20. The IAC then refers to the fact that the goodwill of the limited company was taken as per version of the accountable person without calling for the records of the company assessed in Bombay. But unless it is shown that the Bombay records do show a value different from that taken by the accountable person and the Assistant Controller, it cannot be said that there is any 'information' on the point for the purpose of Section 59. Computation of goodwill is a matter of opinion. Unless it is shown clearly that the valuation is in violation of established principles, one cannot discover 'information' for Section 59 purpose. Lastly, the IAC's observations regarding gold bonds were based on the records as they went to the IAC, i.e., without the information regarding the actual production of the bond with proper date of holding, etc. In view of the position now shown the IAC's observations regarding gold bonds also cannot constitute information for the purpose of Section 59.
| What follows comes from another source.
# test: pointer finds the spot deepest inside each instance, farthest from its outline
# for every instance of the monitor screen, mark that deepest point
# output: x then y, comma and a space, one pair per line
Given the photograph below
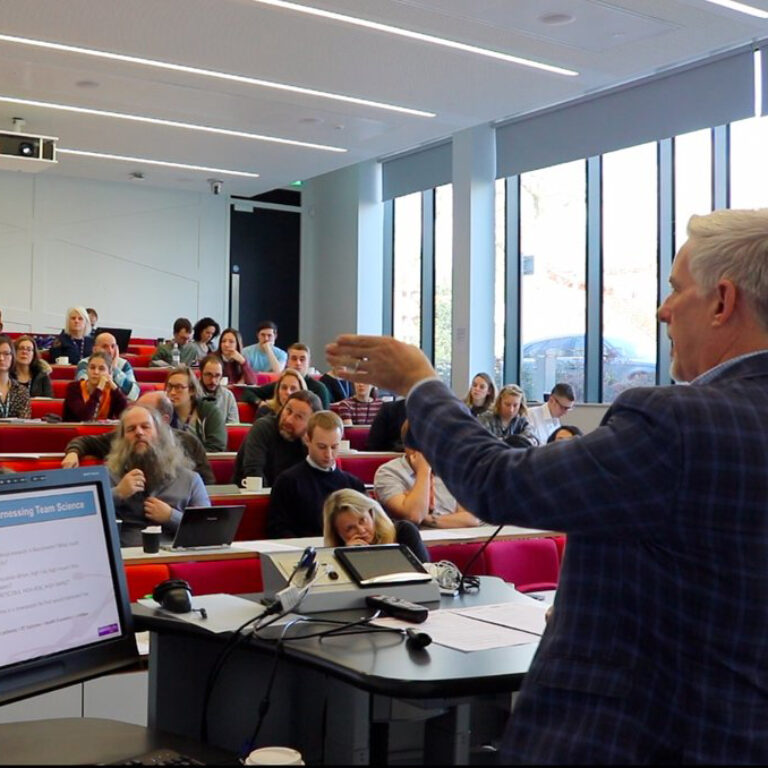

21. The revaluation of shares attempted by the Assistant Controller in reassessment adopts all the figures in the original assessment except the deduction of 15 per cent which was allowed in the original assessment on account of similar allowance given under Rule 1D of the Wealth-tax Rules, 1957. It is not clear why the Assistant Controller is considered wrong in respect of the original valuation. It is settled law- CED v. J. Krishna Murthy  96 ITR 87 (Mys.)-that Rule 1D should be applied for estate duty valuation also. This action is thus also a change of opinion.
22. We thus find that after taking note of the I AC's note dated 3-3-1980 the conditions of Section 59(a) or 59(6) are not fulfilled. Accordingly, appeal is allowed.